Çeyrek asır önce Türkiye'de yaşanan başörtüsü zulmünün bugün Hindistan'da yaşandığını belirten MAZLUMDER Başkanı Kaya Kartal "Başörtüsü yasağı çağdışı bir uygulama olarak devam ediyor. Buna bir takım kılıflar uyduruyorlar ama bu kılıfların salgın ile birlikte çöpe atıldı. Herkes peçe takmak zorunda kaldı. Bu tamamen İslam düşmanlığı üzerinden uygulanan ve hiçbir hukuki temeli olmayan bir yasaktır.
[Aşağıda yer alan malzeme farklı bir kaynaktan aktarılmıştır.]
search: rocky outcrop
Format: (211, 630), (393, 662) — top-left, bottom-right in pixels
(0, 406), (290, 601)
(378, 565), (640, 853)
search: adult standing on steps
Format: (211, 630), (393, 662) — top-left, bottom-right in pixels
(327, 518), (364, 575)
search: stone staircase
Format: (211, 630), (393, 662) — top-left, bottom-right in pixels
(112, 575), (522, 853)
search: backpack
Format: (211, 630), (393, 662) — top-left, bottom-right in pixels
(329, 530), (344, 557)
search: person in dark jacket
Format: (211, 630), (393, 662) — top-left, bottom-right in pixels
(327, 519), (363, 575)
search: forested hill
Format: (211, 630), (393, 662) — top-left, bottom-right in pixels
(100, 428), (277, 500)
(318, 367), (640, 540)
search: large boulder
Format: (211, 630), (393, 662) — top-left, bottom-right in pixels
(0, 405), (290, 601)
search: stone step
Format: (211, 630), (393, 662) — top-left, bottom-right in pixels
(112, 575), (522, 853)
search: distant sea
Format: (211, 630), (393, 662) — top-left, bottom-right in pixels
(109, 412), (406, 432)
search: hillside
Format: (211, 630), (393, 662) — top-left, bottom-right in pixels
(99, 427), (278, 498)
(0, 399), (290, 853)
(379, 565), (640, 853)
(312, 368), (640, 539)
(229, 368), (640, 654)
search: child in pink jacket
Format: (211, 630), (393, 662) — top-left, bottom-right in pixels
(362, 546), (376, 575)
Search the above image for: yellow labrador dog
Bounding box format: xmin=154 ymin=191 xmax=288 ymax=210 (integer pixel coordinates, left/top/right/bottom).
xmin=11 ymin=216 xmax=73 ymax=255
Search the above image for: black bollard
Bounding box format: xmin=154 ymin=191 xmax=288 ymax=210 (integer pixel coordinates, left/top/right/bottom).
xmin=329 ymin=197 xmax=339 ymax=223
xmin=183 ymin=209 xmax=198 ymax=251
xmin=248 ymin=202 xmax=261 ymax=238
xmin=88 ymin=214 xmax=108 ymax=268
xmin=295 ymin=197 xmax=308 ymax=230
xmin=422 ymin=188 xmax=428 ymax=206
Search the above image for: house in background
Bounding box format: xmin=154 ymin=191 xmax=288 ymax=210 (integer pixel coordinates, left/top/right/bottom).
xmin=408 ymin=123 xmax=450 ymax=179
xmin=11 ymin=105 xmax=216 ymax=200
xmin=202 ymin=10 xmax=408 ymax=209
Bir takım mahkeme kararları çıkarılabilir, çeşitli uluslararası mahkemelerde kararlar da çıkartılabilir ancak bunlar hukuki değildir. İslam'ın farzlarının yaşatılması kanunla, mahkeme kararlarıyla engellenemez." şeklinde konuştu.
"Başörtüsü, tesettür, hicap Müslüman kadının kimliğidir"
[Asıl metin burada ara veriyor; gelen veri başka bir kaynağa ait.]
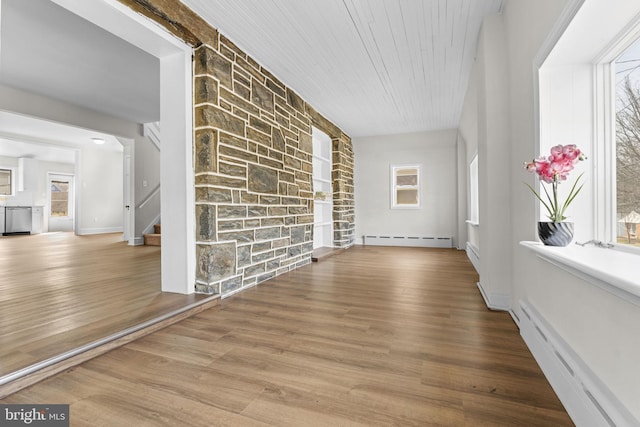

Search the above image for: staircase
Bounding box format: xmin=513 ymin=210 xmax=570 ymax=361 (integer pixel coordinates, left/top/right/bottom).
xmin=143 ymin=224 xmax=161 ymax=246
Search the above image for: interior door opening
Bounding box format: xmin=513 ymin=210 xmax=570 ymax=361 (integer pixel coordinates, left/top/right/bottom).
xmin=47 ymin=173 xmax=75 ymax=232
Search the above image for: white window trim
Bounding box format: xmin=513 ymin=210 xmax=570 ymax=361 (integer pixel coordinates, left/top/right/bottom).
xmin=390 ymin=164 xmax=422 ymax=209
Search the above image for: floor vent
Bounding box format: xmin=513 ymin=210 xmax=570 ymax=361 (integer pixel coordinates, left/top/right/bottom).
xmin=520 ymin=302 xmax=640 ymax=427
xmin=364 ymin=235 xmax=453 ymax=248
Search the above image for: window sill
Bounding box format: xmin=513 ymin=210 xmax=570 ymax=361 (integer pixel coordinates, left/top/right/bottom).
xmin=520 ymin=241 xmax=640 ymax=306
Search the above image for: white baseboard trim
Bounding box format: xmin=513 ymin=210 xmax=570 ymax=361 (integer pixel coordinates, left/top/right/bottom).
xmin=128 ymin=237 xmax=144 ymax=246
xmin=466 ymin=242 xmax=480 ymax=273
xmin=477 ymin=282 xmax=511 ymax=311
xmin=520 ymin=301 xmax=640 ymax=427
xmin=76 ymin=227 xmax=124 ymax=236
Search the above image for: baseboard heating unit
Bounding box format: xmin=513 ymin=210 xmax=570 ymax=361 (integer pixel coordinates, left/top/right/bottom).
xmin=520 ymin=301 xmax=640 ymax=427
xmin=363 ymin=235 xmax=453 ymax=248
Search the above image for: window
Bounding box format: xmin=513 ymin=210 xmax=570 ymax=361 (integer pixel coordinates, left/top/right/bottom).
xmin=615 ymin=36 xmax=640 ymax=246
xmin=391 ymin=165 xmax=420 ymax=209
xmin=0 ymin=169 xmax=13 ymax=196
Dünyanın dört bir tarafında İslam'a ve Müslümanlara yönelik ırkçı, ayrımcı ve şiddetle son bulan bir dizi muamele yapıldığını, hatta insan hakları ve demokrasinin beşiği diye nitelendirilen Avrupa'daki liderlerin Müslümanlara yönelik baskıyı seçim malzemesi olarak kullandığını hatırlatan Avukat Gülden Sönmez de şu ifadeleri kullandı:
Dün Fransa'da konuşan bir aday Müslümanlara ne kadar baskı uygularsa o kadar kabul göreceğine inanarak konuşma yapma cesareti gösterebiliyor. Bugün onlarca, yüzlerce erkek öğrenci veya çete üyelerinin Müslüman kızların üzerine nasıl bir öfke ve şiddetle yürüdüklerini gözlemliyoruz. Başörtüsü, tesettür, hicap Müslüman kadının kimliğidir. Bir zamanlar bizim yaptığımız gibi mahkemelere başvurmamız, hukuk önüne gitmemiz, yargı önündeki kararları beklememiz örtümüzü örtüp örtmememizle ilgili değildir. Bu tartışma dışı bir konudur ve hiçbir siyasi mekanizma veya liderin, bir yargı mekanizmasının iradesinde değildir. Yargı mekanizmaları sadece suçluların yargılandığı mekanizmalar olabilir. Biz başörtümüzle ilgili gittiğimiz zaman Avrupa İnsan Hakları Mahkemesi'nin insan hakları meşruiyetini tartıştırdık. Örtümüzle ilgili bir karar mekanizması olarak hiçbir mahkemeyi görmedik. Hatta Türkiye'de referandum teklif edildi ama en başta başörtülüler olarak biz karşı çıktı. Çünkü örtümüzün emrini Kur'an'dan ve rabbimizden alıyoruz. Başka hiçbir kimsenin, kurumun ve mekanizmanın söz sahibi olduğuna inanmıyoruz. Neden hep Müslüman kadınlara dokunuluyor? Neden hep Müslüman kadının inancı sorgulanıyor? Elbette ki hiçbir dinin kadınına dokunulmasın ama dünyadaki kadına yönelik şiddete karşı hareket edenler söz konusu Müslüman kadının inancı olunca suspus oluyor. Bu öbürlerinin ceberrutluğundan değil bizim daha güçlü, daha örgütlü mücadele ortaya koymamamızdan kaynaklanıyor. Buradan sesleniyorum! Çocuklarını başörtülü okumaları için yurt dışına gönderen liderler, bunun için hapse giren liderler, bunun için çalışan anne-babalar bugün bu ülkede yöneticiler. Lütfen o günleri hatırlayın ve Hindistanlı kardeşlerimize destek vermek için tüm İslam dünyasını organize olmaya ve destek vermeye çalışalım.